Wedged between Wabi Sabi and the Grecian Delight at first glance it seems improbably tiny. Sitting at one of the four wooden tables that line the wall is bit like have dinner in a hallway with two gorgeous, but very large Senegalese paintings on either side. A colorful curtain separates the dining area from the kitchen, but forms no barrier to lush aroma.
Just walk in the door and you know you are in the right place for a meal that will treat your senses.
“There are a lot of Ethiopian, Eritrean and Somalian restaurants, but there was no specific Senegalese cuisine, real Senegalese food in Seattle,” explains Mamadou, the owner. He and his wife Nabou decided to remedy that in March 2012. “We came up with the idea that we were only going to do Senegalese food.”
With the ever increasing popularity of globalized fusion cuisine, where you can get a burrito with a side of sushi, La Teranga’s purpose is refreshing in its simplicity. Though to be fair, Senegalese food itself is already a cultural fusion, distinctly African but influenced by the Portuguese and French colonizers (hence the olives and white wine).
“My favorite thing is to meet people and also to give them something different, something they have never had,” says Mamadou.
On the Menu:
Senegal is located in West Africa on the coast of the Atlantic; as such you will find a number dishes involving fish.
I ordered Mamadou’s favorite, one of the specialties of the house, fish yassa, which is a beautifully marinated tilapia (bones in…so be careful) perched atop of bed of soft rice and smothered in caramelized onions that tasted of wine and olives.
Decadent and savory and surprisingly light, I washed it down with some bissap juice, a deep ruby hued beverage made from sweetened Senegalese sorrel. It’s got the refreshing quality of an ice tea with a hint of something reminiscent of mint and similar to hibiscus, but with its own unique flavor.
They also serve lamb dibi, my personal favorite, which is described simply as lamb with onions and bell peppers and your choice of salad or couscous (choose couscous!). I don’t know what they do to get the lamb so tender, but you can eat it with a fork and the couscous provides just enough nutty sweetness to compliment it perfectly.
And of course, first on the list of entrees is what is commonly known as the National dish, thiebou djen, fish cooked in a stew of tomatoes served with Jasmine rice, carrots, cabbage, cassava, and eggplant. Thiebou djen hails from Saint Louis (pronounced the French way: “San Lewy”) a coastal city in northwest Senegal, that used to be the Capital until the early 1900s.
“People who are from that area, Saint Louis, those are the people who really know how to make thiebou djen,” Mamadou says, explaining that the woman who made it best was named Penda Mbaye. Her legacy lives on in the form of a compliment. When it’s good (and trust me, its good) you say “Thiebou Djen Penda Mbaye.”
Fear not vegetarians. While there are an assortment of dishes including goat, fish, shrimp, lamb, and chicken, there are also several vegetarian options including a special couscous studded with olives and raisins and cooked with fresh veggies and caramelized onions. Summer will also see a menu shift that will include even more vegetarian options and incorporate the seasonal produce.

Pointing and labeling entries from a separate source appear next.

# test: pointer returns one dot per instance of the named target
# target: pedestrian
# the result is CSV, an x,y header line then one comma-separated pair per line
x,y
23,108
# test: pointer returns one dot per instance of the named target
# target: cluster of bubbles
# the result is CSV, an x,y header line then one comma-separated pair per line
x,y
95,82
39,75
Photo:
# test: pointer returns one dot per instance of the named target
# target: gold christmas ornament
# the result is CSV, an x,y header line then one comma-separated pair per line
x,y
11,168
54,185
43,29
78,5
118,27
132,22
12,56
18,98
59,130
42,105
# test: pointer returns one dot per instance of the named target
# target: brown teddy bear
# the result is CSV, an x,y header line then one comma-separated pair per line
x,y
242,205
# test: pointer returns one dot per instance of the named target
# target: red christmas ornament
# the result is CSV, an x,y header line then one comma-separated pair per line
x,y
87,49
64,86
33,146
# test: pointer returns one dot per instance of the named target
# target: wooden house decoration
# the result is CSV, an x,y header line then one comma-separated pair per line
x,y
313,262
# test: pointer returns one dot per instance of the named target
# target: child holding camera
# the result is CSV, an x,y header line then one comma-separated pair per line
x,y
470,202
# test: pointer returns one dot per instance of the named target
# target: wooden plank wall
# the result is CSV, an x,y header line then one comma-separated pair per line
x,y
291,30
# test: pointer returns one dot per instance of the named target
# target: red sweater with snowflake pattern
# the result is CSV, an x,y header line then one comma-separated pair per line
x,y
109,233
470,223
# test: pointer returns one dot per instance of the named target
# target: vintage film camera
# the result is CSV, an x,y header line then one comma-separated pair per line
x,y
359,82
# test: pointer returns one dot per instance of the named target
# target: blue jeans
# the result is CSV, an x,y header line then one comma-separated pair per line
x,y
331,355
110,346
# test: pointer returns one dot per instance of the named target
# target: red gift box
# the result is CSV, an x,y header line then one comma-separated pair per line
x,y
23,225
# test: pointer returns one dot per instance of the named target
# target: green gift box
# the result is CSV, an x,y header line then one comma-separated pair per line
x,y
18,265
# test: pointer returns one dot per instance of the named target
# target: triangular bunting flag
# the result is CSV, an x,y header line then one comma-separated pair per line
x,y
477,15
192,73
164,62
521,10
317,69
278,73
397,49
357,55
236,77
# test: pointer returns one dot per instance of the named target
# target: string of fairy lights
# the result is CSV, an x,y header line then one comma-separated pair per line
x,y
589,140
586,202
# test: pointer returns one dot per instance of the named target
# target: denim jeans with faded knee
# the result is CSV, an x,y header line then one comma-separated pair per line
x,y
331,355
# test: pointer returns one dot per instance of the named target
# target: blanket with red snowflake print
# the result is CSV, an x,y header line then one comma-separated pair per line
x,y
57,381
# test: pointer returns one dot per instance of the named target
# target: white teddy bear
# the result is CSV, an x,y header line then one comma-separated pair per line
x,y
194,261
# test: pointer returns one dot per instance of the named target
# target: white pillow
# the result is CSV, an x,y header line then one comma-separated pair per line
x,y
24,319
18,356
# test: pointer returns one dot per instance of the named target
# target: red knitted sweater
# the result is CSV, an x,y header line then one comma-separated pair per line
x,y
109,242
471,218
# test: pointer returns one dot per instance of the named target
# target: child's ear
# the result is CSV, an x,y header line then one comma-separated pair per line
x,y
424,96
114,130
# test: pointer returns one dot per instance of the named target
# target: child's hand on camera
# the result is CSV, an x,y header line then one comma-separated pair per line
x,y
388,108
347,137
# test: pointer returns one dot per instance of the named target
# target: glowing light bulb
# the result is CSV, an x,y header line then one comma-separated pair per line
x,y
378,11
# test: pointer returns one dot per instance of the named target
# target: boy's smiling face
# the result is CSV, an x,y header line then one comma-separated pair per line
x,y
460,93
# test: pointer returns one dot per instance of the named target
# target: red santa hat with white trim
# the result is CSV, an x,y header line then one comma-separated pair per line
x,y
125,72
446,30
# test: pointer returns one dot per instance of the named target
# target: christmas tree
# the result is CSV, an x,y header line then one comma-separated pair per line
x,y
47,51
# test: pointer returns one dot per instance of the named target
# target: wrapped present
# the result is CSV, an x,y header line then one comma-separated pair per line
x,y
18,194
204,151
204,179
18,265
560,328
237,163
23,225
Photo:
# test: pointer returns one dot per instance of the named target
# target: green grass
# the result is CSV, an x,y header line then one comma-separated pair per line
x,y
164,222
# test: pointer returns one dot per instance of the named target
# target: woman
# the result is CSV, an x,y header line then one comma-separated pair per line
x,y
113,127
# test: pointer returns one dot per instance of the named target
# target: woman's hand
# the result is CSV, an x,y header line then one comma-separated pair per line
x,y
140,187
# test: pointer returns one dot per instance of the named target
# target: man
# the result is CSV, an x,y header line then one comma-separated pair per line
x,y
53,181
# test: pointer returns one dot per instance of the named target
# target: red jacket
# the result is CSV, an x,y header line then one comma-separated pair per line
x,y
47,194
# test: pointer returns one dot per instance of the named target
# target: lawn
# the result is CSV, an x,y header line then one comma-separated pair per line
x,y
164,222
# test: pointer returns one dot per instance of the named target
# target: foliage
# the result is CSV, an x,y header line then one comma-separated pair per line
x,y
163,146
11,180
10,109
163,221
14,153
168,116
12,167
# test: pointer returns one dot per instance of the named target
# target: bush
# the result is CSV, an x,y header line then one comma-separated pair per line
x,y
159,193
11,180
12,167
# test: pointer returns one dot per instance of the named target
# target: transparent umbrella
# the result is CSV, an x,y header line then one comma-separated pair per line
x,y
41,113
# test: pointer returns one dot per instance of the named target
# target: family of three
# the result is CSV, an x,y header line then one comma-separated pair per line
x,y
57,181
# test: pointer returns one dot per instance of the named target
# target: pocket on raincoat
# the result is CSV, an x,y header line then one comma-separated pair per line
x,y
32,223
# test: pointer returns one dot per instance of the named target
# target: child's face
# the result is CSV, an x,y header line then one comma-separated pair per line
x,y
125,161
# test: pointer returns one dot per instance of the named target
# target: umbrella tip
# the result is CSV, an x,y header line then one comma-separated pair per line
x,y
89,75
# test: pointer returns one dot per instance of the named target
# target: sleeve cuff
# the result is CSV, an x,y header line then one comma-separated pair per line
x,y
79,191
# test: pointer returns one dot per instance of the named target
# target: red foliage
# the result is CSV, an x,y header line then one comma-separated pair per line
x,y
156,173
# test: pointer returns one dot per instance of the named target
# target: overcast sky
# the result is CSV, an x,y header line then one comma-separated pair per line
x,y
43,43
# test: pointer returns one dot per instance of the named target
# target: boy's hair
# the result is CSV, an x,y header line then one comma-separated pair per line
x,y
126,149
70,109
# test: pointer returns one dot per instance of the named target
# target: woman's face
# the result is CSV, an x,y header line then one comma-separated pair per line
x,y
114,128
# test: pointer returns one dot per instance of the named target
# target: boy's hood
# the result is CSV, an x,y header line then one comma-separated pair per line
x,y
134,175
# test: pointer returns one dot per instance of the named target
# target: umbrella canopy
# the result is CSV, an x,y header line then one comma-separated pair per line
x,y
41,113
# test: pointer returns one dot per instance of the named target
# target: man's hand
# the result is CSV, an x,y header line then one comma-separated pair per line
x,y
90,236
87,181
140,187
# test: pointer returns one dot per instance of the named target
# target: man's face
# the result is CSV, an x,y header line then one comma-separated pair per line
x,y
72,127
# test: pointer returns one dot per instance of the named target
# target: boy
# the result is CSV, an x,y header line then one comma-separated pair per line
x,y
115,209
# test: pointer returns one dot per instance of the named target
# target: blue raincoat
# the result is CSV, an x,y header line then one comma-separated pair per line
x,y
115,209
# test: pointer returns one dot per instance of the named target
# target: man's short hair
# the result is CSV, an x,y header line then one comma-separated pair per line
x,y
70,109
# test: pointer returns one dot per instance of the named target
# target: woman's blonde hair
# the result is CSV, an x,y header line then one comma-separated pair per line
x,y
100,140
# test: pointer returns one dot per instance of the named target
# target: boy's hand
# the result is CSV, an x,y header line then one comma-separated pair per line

“Our food is healthy, not a lot of oil or dairy. Everything is made from scratch, it’s home cooking,” says Mamadou. Whenever possible ingredients are organic and locally sourced, although there are some seasonings that come directly from Senegal.
“We have some really good food. I don’t want to brag about it and say we have the best food in Africa or anything, but we have some really good food.” Mamadou says with pride.
Maria, the woman seated behind me agreed heartily. (Oh yeah, given the size of the restaurant, be prepared to dine communally. It’s physically impossible not to be involved in everyone else’s conversation at La Teranga.)
Maria grew up in Angola and São Tomé, and had the opportunity to visit Senegal as a child.
“I think it’s very homey. It reminds me of actually going to restaurants there,” she told me. “It doesn’t have to be fancy. It’s just a hole in the wall, which means it’s really good.”
Maria ordered the special of the day, goat curry.
“The goat is really good. It’s definitely worth it. It’s a rare find,” she said.
Apparently it was good enough for her to drive down all the way from Shoreline.
She reiterated the common theme, that there are just not many places in Seattle that serve West African cuisine. Bantaba in Lynnwood specializes in food from Senegal’s neighbor The Gambia. And just down the block in Columbia City Afrikando Banadir offers a “combination of West and East African food.”
But amidst a crowded field of Ethiopian, Eritrean and Somali restaurants, La Teranga is one of just a few representing the other side of the continent.
After today’s meal I am really hoping that they start a trend.